Acórdão nº 1168/20.5BELSB de Tribunal Central Administrativo Sul, 29 de Outubro de 2020

Magistrado ResponsávelJORGE PELICANO
Data da Resolução29 de Outubro de 2020
EmissorTribunal Central Administrativo Sul

Acordam, em conferência, na Secção de Contencioso Administrativo do Tribunal Central Administrativo Sul.

M...

vem recorrer da sentença proferida pelo TAC de Lisboa, que declarou improcedente o pedido de impugnação do despacho do Director Nacional Adjunto do SEF, datado de 29/05/2020, que considerou que o pedido de protecção internacional por aquele apresentado é inadmissível e determinou a sua transferência para Itália.

Formulou as seguintes conclusões com as suas alegações de recurso:

  1. Vem o presente recurso interposto da decisão proferida pelo tribunal a quo, que decidiu pela improcedência do pedido de nulidade e/ou anulabilidade do ato administrativo emanado pelo SEF ao considerar inadmissível o pedido de proteção internacional formulado pelo recorrente junto do GAR do SEF em 16-03-2020.

  2. Efetivamente incumbia à Entidade Demandada, antes de ter tomado a decisão impugnada, instruir oficiosamente o procedimento, com informação fidedigna atualizada sobre o funcionamento do asilo italiano e as condições de acolhimento dos requerentes de proteção internacional naquele país, recorrendo a fontes credíveis e consolidadas, dada a dificuldade de prova que assiste ao autor, notória tendo em conta todas as noticias que vêm a público e que fizeram do prova do processo em apreço c) No caso em apreço, a decisão impugnada nada refere a propósito do funcionamento do procedimento de asilo italiano e das condições de acolhimento dos requerentes de proteção internacional Membro, não se mostrando possível, através da sua leitura, aferir da existência ou não de um risco atual, direto ou indireto, de o Autor ser sujeito a tratamento desumano ou degradante, na aceção CEDH e 4.º da CDFUE d) Verifica-se por isso que há indícios que permitem concluir pela probabilidade séria de o recorrente, ao ser transferido para aquele Estado, correr um risco real de ser sujeito a tratos desumanos ou de aceção do artigo 4. da CDFUE, e) Verifica-se que o ato impugnado – incorre em deficit de instrução quanto aos factos essenciais à decisão de transferência e, por conseguinte, à decisão de (in)admissibilidade do pedido de proteção internacional f) O Recorrente encontra-se até ao presente alojado no Centro de Acolhimento para Refugiados (CAR) do Conselho Português para os Refugiados (CPR), sito na Bobadela, tendo, desde o início, demonstrado uma atitude colaborante e pró-ativa, nomeadamente dando ajuda na cozinha, cumprindo todas as suas responsabilidades.

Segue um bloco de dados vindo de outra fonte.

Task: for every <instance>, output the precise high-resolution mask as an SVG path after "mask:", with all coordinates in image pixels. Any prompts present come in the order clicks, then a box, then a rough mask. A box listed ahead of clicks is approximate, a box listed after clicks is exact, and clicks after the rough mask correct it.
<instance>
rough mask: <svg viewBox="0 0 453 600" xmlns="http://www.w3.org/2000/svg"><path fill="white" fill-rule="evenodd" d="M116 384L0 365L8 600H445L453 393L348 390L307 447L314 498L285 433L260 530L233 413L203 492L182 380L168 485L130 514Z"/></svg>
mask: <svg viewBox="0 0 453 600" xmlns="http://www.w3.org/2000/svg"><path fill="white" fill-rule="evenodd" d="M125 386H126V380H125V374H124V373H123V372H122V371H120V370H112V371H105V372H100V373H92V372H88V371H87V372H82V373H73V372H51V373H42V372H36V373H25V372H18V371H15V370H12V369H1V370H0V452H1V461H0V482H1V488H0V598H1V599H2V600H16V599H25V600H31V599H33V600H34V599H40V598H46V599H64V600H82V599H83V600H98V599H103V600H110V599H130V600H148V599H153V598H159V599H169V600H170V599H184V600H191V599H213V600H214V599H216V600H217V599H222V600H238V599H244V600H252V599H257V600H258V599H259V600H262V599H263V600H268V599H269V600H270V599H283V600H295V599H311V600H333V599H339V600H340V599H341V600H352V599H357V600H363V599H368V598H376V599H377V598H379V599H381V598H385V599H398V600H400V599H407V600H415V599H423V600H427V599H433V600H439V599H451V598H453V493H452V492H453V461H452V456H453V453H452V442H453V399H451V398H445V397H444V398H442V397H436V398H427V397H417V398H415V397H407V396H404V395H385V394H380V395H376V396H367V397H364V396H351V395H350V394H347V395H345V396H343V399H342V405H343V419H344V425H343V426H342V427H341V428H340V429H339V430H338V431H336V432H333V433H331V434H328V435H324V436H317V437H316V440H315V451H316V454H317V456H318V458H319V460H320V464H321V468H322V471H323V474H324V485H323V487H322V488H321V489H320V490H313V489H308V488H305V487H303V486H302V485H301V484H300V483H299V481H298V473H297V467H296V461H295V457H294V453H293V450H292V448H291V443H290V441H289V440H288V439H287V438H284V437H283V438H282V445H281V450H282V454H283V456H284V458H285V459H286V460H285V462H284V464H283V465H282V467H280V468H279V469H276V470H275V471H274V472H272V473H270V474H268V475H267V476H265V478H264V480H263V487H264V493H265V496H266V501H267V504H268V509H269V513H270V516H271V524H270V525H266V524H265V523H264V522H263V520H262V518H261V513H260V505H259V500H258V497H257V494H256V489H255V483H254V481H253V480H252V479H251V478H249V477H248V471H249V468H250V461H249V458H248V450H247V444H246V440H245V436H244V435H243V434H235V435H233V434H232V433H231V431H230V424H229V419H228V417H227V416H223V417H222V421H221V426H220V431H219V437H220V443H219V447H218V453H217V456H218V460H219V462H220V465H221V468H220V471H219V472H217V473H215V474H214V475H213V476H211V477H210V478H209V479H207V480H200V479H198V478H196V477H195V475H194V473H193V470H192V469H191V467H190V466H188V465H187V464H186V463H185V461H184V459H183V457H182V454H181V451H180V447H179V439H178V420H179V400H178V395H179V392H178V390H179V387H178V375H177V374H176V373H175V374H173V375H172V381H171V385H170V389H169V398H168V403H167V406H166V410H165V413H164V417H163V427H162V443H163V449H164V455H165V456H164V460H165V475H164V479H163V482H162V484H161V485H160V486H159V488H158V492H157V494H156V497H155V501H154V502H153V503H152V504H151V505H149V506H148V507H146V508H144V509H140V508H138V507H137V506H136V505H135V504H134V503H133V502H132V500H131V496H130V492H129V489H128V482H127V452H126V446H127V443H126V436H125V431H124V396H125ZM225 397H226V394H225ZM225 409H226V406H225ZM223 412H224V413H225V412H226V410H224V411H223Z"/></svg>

    Tem participado nas atividades promovidas pela equipa técnica do CAR. Tudo estando a fazer para se integrar em Portugal, onde se sente seguro.

  3. Estamos atualmente em situação de Estado de Emergência, decretado pelo Senhor Presidente da Republica em 18 de Março de 2020 (Decreto do Presidente da República n.º 14-A/2020 renovado pelo Decreto do Presidente da República n.º 17-A/2020).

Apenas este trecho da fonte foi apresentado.